Consider a \(0.3\)-m-diameter and \(1.8-\mathrm{m}\)-long horizontal cylinder in a room at \(20^{\circ} \mathrm{C}\). If the outer surface temperature of the cylinder is \(40^{\circ} \mathrm{C}\), the natural convection heat transfer coefficient is (a) \(3.0 \mathrm{~W} / \mathrm{m}^{2} \cdot \mathrm{K}\) (b) \(3.5 \mathrm{~W} / \mathrm{m}^{2} \cdot \mathrm{K}\) (c) \(3.9 \mathrm{~W} / \mathrm{m}^{2} \cdot \mathrm{K}\) (d) \(4.6 \mathrm{~W} / \mathrm{m}^{2} \cdot \mathrm{K}\) (e) \(5.7 \mathrm{~W} / \mathrm{m}^{2} \cdot \mathrm{K}\)

The given values are as follows: - Diameter (d) of the cylinder: \(0.3\,\mathrm{m}\) - Length (L) of the cylinder: \(1.8\,\mathrm{m}\) - Room temperature (Tr): \(20^{\circ} \mathrm{C}\) - Outer surface temperature (Tc) of the cylinder: \(40^{\circ} \mathrm{C}\)

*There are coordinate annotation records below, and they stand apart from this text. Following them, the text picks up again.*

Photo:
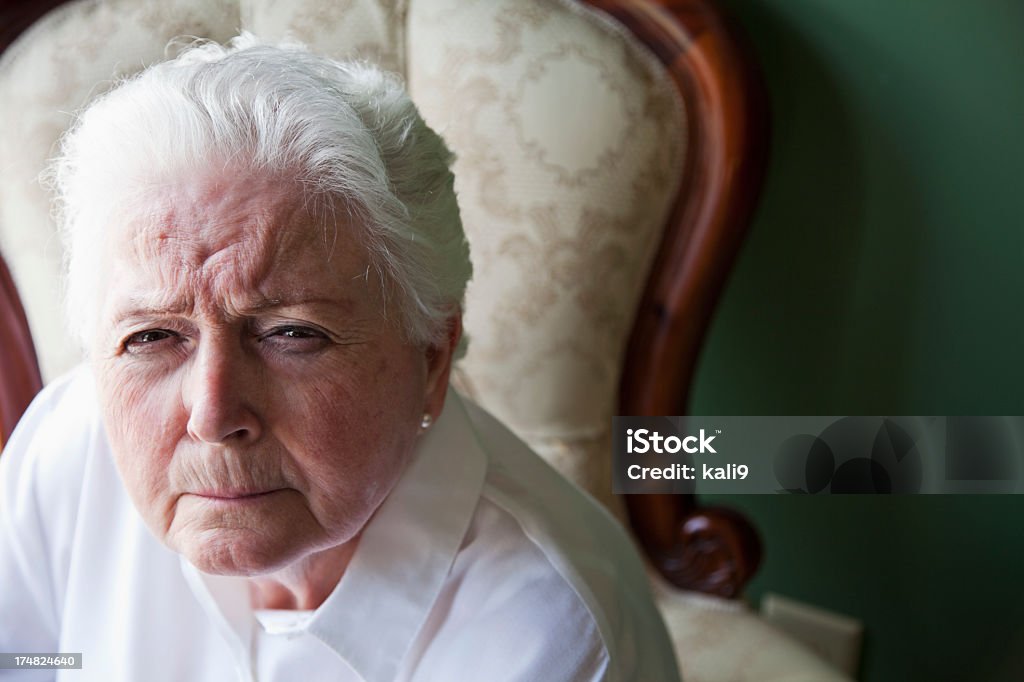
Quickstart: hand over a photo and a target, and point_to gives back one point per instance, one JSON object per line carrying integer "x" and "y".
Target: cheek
{"x": 142, "y": 417}
{"x": 351, "y": 439}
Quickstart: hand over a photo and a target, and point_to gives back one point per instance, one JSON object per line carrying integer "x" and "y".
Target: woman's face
{"x": 259, "y": 405}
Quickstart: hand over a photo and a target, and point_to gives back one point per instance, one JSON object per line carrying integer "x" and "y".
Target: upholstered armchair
{"x": 609, "y": 155}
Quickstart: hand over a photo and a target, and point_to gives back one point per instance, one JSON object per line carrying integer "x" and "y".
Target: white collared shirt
{"x": 483, "y": 563}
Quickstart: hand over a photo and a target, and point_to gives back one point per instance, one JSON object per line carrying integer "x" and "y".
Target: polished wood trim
{"x": 18, "y": 369}
{"x": 711, "y": 550}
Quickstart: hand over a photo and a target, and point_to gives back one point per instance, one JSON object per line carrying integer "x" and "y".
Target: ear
{"x": 439, "y": 366}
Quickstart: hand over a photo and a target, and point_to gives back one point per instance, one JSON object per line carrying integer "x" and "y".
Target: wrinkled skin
{"x": 259, "y": 403}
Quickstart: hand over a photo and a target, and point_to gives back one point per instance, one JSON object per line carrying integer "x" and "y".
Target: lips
{"x": 232, "y": 495}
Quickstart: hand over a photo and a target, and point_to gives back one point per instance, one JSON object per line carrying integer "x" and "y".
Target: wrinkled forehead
{"x": 233, "y": 230}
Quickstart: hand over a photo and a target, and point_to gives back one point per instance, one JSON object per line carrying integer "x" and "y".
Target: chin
{"x": 238, "y": 553}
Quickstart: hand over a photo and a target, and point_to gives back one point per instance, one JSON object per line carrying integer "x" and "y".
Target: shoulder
{"x": 47, "y": 453}
{"x": 42, "y": 475}
{"x": 573, "y": 546}
{"x": 506, "y": 613}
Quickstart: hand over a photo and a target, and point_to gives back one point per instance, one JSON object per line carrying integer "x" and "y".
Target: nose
{"x": 221, "y": 394}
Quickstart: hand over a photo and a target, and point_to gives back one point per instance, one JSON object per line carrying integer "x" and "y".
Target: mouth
{"x": 233, "y": 496}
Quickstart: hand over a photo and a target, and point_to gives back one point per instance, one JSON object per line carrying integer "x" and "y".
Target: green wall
{"x": 883, "y": 275}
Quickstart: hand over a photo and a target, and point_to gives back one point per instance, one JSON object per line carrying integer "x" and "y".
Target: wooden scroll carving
{"x": 707, "y": 549}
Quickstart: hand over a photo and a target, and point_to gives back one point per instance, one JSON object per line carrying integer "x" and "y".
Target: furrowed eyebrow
{"x": 150, "y": 306}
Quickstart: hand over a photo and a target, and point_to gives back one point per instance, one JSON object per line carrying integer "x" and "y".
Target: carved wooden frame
{"x": 707, "y": 549}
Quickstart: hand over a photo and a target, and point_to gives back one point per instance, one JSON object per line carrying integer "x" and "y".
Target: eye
{"x": 295, "y": 338}
{"x": 291, "y": 332}
{"x": 147, "y": 340}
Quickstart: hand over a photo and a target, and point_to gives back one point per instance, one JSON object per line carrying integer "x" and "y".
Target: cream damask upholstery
{"x": 568, "y": 146}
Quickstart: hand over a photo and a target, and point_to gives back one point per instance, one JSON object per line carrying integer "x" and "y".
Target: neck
{"x": 305, "y": 584}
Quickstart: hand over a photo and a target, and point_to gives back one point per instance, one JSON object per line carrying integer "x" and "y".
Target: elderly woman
{"x": 261, "y": 473}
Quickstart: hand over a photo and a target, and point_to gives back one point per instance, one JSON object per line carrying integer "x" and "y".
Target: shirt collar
{"x": 402, "y": 559}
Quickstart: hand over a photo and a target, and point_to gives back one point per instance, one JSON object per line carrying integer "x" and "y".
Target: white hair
{"x": 345, "y": 130}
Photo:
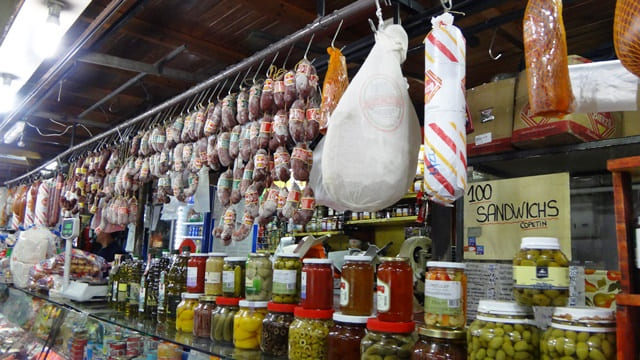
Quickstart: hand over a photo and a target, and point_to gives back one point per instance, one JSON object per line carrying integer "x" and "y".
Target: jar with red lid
{"x": 345, "y": 336}
{"x": 196, "y": 268}
{"x": 394, "y": 340}
{"x": 316, "y": 284}
{"x": 394, "y": 290}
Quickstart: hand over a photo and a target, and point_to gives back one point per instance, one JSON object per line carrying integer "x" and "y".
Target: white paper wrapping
{"x": 445, "y": 147}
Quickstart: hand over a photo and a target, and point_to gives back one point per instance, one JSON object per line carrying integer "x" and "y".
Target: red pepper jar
{"x": 196, "y": 268}
{"x": 394, "y": 290}
{"x": 317, "y": 284}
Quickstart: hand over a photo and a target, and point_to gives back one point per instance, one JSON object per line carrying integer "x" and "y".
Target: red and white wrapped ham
{"x": 445, "y": 148}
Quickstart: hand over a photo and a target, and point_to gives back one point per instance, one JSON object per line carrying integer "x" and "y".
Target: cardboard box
{"x": 491, "y": 108}
{"x": 534, "y": 132}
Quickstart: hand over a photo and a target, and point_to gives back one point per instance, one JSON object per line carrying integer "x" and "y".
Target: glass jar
{"x": 502, "y": 329}
{"x": 196, "y": 268}
{"x": 202, "y": 316}
{"x": 308, "y": 334}
{"x": 233, "y": 275}
{"x": 436, "y": 344}
{"x": 445, "y": 295}
{"x": 213, "y": 274}
{"x": 580, "y": 333}
{"x": 247, "y": 324}
{"x": 184, "y": 312}
{"x": 541, "y": 273}
{"x": 222, "y": 319}
{"x": 258, "y": 277}
{"x": 316, "y": 284}
{"x": 393, "y": 340}
{"x": 275, "y": 329}
{"x": 345, "y": 336}
{"x": 356, "y": 286}
{"x": 394, "y": 289}
{"x": 286, "y": 279}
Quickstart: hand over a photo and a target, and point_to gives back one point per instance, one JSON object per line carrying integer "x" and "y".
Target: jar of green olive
{"x": 541, "y": 273}
{"x": 580, "y": 333}
{"x": 286, "y": 279}
{"x": 258, "y": 277}
{"x": 502, "y": 330}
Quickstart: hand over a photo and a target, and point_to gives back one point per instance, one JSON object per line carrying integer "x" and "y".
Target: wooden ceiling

Calculate the temperature difference between the cylinder surface and the room: $$T_{diff} = T_c - T_r = 40 - 20 = 20\,\text{K}$$

For a horizontal cylinder, the characteristic length (Lc) is given by the diameter (d): $$L_c = d = 0.3\,\mathrm{m}$$

The Grashof number (Gr) is a dimensionless number that measures the influence of buoyancy forces relative to viscous forces in natural convection. We assume the given parameters are for air, and use the following properties at the film temperature (\(\frac{T_r + T_c}{2}\)): - Coefficient of thermal expansion (beta): \(3.41 \times 10^{-3}\,\mathrm{K^{-1}}\) - Dynamic viscosity (mu): \(1.97 \times 10^{-5}\,\mathrm{kg \cdot m^{-1} \cdot s^{-1}}\) - Kinematic viscosity (nu): \(1.56 \times 10^{-5}\,\mathrm{m^2 \cdot s^{-1}}\) - Acceleration due to gravity (g): \(9.81\,\mathrm{m \cdot s^{-2}}\) $$Gr = \frac{g \cdot \beta \cdot T_{diff} \cdot L_c^3}{\nu^2} = \frac{9.81 \cdot 3.41 \times 10^{-3} \cdot 20 \cdot (0.3)^3}{(1.56 \times 10^{-5})^2} \approx 5.77 \times 10^8$$

The Prandtl number (Pr) is a dimensionless number that measures the ratio of momentum diffusivity to the thermal diffusivity. For air, at the film temperature, the thermal conductivity (k) is \(0.027\,\mathrm{W \cdot m^{-1} \cdot K^{-1}}\). The Prandtl number is given by the following formula: $$Pr = \frac{\mu \cdot c_p}{k} = \frac{1.97 \times 10^{-5} \cdot 1004}{0.027} \approx 0.72$$

We can use the Churchill-Chu correlation for the Nusselt number (Nu) for a horizontal cylinder in a natural convection situation: $$Nu = 0.60 + \frac{0.387 \cdot Gr^{1/6}}{[1+ (0.559/Pr)^{9/16}]^{8/27}}$$ $$Nu = 0.60 + \frac{0.387 \cdot (5.77 \times 10^8)^{1/6}}{[1+ (0.559/0.72)^{9/16}]^{8/27}} \approx 12.47$$

The heat transfer coefficient (h) can be calculated using the Nusselt number and the thermal conductivity of air: $$h = \frac{Nu \cdot k}{L_c} = \frac{12.47 \cdot 0.027}{0.3} \approx 1.381\,\mathrm{W \cdot m^{-2} \cdot K^{-1}}$$

The calculated heat transfer coefficient value is closest to \(1.4\,\mathrm{W \cdot m^{-2} \cdot K^{-1}}\), but none of the options provided in the problem statement match this result. It seems there is an issue with either the problem statement or the given answer options, as the calculated value does not correspond to any of the options provided.